Un matiz que conviene tener claro: la compensación no genera un saldo a tu favor si viertes más de lo que consumes. Como máximo, tu término de energía puede quedar a cero, pero seguirás pagando la parte fija de la factura (potencia contratada, impuestos y alquiler de equipos). Por eso sobredimensionar la instalación «para vender» rara vez sale rentable en una vivienda.

Cuánto se ahorra realmente

El ahorro depende de un factor que mucha gente pasa por alto: cuánta de tu producción consumes en el momento en que se genera. A esto se le llama tasa de autoconsumo.

Los paneles producen sobre todo en las horas centrales del día. Si en tu casa no hay nadie de 9:00 a 18:00, buena parte de esa producción se irá a la red y se compensará a un precio inferior al que pagas por comprarla. En cambio, si teletrabajas, tienes personas en casa durante el día o puedes programar electrodomésticos (lavadora, lavavajillas, bomba de la piscina, climatización) en horas de sol, tu ahorro sube notablemente.

Como regla práctica: desplazar consumos a las horas de sol es la forma más barata de aumentar la rentabilidad de una instalación, y no cuesta ni un euro adicional.

Para quién compensa y para quién no

El autoconsumo suele salir a cuenta cuando se dan varias de estas condiciones:

  • Vivienda unifamiliar con tejado propio y sin sombras importantes.
  • Consumo eléctrico anual medio o alto (climatización eléctrica, aerotermia, piscina, coche eléctrico).
  • Presencia en casa durante el día o capacidad de programar consumos.
  • Intención de permanecer en la vivienda a medio-largo plazo.

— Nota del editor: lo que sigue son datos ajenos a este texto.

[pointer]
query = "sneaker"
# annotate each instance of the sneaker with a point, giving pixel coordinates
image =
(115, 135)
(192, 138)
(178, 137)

En cambio, conviene ser más prudente si tu consumo anual es muy bajo, si el tejado tiene sombras persistentes de árboles o edificios, o si prevés vender la vivienda a corto plazo.

Qué hacer a continuación

Si después de leer esto el autoconsumo te encaja, el siguiente paso lógico es dimensionar la instalación: saber cuántos paneles necesitas según tu consumo real y las características de tu tejado. También conviene comprobar la orientación e inclinación de tu cubierta, porque condicionan directamente cuánto vas a producir. Y si quieres saber qué te espera una vez instalada, aquí tienes lo que implica el mantenimiento de unas placas solares.

Antes de firmar nada, pide siempre varios presupuestos detallados y compara no solo el precio total, sino la marca de los paneles y el inversor, las garantías incluidas y si el instalador se encarga de los trámites y la legalización.

Este contenido tiene carácter divulgativo y no sustituye el asesoramiento de un instalador certificado. Verifica siempre las condiciones aplicables a tu caso concreto.